Farseen Shaikh
2026
Can LLMs Self-Correct Table Reasoning Errors?
Farseen Shaikh
Proceedings of the First Workshop on Structured Understanding, Retrieval, and Generation in the LLM Era (SURGeLLM 2026)
Farseen Shaikh
Proceedings of the First Workshop on Structured Understanding, Retrieval, and Generation in the LLM Era (SURGeLLM 2026)

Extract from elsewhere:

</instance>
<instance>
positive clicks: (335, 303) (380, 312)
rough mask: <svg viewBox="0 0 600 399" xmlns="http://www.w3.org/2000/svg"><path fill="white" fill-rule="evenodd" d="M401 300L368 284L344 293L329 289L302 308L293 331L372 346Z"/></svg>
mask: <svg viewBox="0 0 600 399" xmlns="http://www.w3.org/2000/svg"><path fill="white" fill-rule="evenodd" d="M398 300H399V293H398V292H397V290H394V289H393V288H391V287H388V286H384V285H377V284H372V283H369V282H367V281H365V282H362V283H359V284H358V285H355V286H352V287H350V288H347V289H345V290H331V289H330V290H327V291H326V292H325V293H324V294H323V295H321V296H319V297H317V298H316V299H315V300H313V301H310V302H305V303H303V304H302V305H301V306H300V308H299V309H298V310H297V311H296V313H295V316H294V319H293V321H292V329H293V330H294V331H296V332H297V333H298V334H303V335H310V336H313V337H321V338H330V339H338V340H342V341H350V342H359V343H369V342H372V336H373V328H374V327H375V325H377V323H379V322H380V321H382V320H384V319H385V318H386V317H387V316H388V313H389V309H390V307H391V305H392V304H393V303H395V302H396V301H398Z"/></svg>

Self-correction—the ability of LLMs to detect and fix their own errors—has been studied extensively for mathematical and code reasoning, with limited prior work on table reasoning (primarily multi-agent pipelines such as Table-Critic, ACL 2025, rather than single-model structured prompting). Tables present unique challenges: errors arise from wrong cell retrieval, incorrect computation, flawed logic, and hallucination of values not present in the data. We conduct the first cross-provider single-model self-correction analysis for table reasoning across five providers (Google, Moonshot AI, Zhipu, Alibaba, MiniMax), testing five models (Gemini 3.1 Pro, Kimi K2.5, GLM 5, Qwen 3.5+, MiniMax M2.5) on WikiTableQuestions and TabFact with a multi-seed paired protocol. We propose Structured Self-Correction (SSC), a table-specific verification chain that guides models through cell verification, computation checking, logic validation, and completeness assessment. We confirm that the Accuracy-Correction Paradox (terminology from Li 2025) previously observed in math extends to tables: models with base accuracy in the mid-60s–mid-70s region benefit modestly from self-correction (multi-seed mean SCG up to +1.3% with within-seed point estimates as high as +3.4%), while stronger models above this region are systematically harmed by over-correction (multi-seed mean SCG down to -1.3%, with 95% bootstrap CIs significantly below zero). SSC reduces over-correction rates in 9 of 10 conditions, with reductions of 38–69% on TabFact. An inference-mode-controlled probe shows that SSC’s qualitative direction is robust for Qwen 3.5+ across reasoning-ON and reasoning-OFF settings, while GLM 5 exhibits a substantial mode-dependent shift, indicating that mode robustness itself is model-dependent. Stronger baselines (self-consistency, self-critic, tool-augmented arithmetic verification, majority voting, and a same-family scaling probe) further characterize where SSC helps. Ablation studies reveal that answer-aware review is essential, reasoning traces aid error detection, and iterative correction shows diminishing returns. A FinQA domain transfer probe confirms a capability floor: self-correction fails when base task competence is very low (21.5% accuracy). Our primary contribution is empirical: we characterize the conditions under which self-correction helps or harms table reasoning, providing actionable guidance for practitioners.